The Price of Wall Street

In Tom Wolfe’s “Bonfire of the Vanities,” Master of the Universe Sherman McCoy lists all of the daily expenses that are draining his Wall Street pay of $1 million a year.
There’s the $21,000 monthly mortgage payments on the Park Avenue apartment, $116,000 for the place in the Hamptons (those were the days!), entertaining, restaurants, private schools and $65,000 a year for furniture and clothes. “I’m already going broke on a million dollars a year,” he exclaims.
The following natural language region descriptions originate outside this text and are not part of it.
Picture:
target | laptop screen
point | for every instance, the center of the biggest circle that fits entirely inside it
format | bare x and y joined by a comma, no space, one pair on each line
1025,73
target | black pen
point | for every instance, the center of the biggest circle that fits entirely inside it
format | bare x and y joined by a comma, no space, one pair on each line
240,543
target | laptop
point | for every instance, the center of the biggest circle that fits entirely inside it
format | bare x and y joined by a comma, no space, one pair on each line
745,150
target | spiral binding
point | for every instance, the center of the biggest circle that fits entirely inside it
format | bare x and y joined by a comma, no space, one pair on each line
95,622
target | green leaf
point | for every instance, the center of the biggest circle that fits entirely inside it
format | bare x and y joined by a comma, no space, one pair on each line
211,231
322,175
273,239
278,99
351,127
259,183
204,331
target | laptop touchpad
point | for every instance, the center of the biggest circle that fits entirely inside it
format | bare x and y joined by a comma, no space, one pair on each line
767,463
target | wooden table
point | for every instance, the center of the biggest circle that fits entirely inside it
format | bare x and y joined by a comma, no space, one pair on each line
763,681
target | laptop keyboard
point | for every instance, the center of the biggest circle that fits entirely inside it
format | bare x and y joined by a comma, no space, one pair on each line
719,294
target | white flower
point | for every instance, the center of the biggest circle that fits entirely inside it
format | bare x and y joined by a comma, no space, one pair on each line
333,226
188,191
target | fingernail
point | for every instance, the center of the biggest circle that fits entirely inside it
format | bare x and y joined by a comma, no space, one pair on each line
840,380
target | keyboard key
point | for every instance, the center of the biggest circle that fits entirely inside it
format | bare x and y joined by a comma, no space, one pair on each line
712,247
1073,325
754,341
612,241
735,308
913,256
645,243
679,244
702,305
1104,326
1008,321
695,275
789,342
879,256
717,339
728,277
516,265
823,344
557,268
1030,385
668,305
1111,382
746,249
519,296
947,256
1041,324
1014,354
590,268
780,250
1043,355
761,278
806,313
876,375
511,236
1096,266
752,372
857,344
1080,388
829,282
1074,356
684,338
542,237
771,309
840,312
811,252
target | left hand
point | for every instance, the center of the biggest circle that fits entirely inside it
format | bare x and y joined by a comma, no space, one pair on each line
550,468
The same might be said of some of today’s Wall Street bankers. In my print column today, I cite a new study by Prince & Associates that looks at how Wall Streeters plan to spend their record 2006 bonuses. The findings are surprising: They spent 11% of their bonus on watches and jewelry, 11% on art and other collectibles, and 16% on homes. They saved or invested 16%.
As I point out, the bankers deserve to splurge since they work so hard and the financial-services business is doing so well. As one banker told me, “I work 18-hour days, six days a week. I’m sitting on planes for 20 hours straight and I’m dealing with high-pressure decisions. I deserve rewards.”
Yet the risks are that the good times won’t last forever — that low savings rate could catch up to them if there’s a downturn. As Wall Street sage Peter Solomon told me, “This is a cyclical business. We’re in a period of easy credit and people throwing money around, and no one in investment banking should assume that next year will be better than last year.”
If only Sherman McCoy had said the same.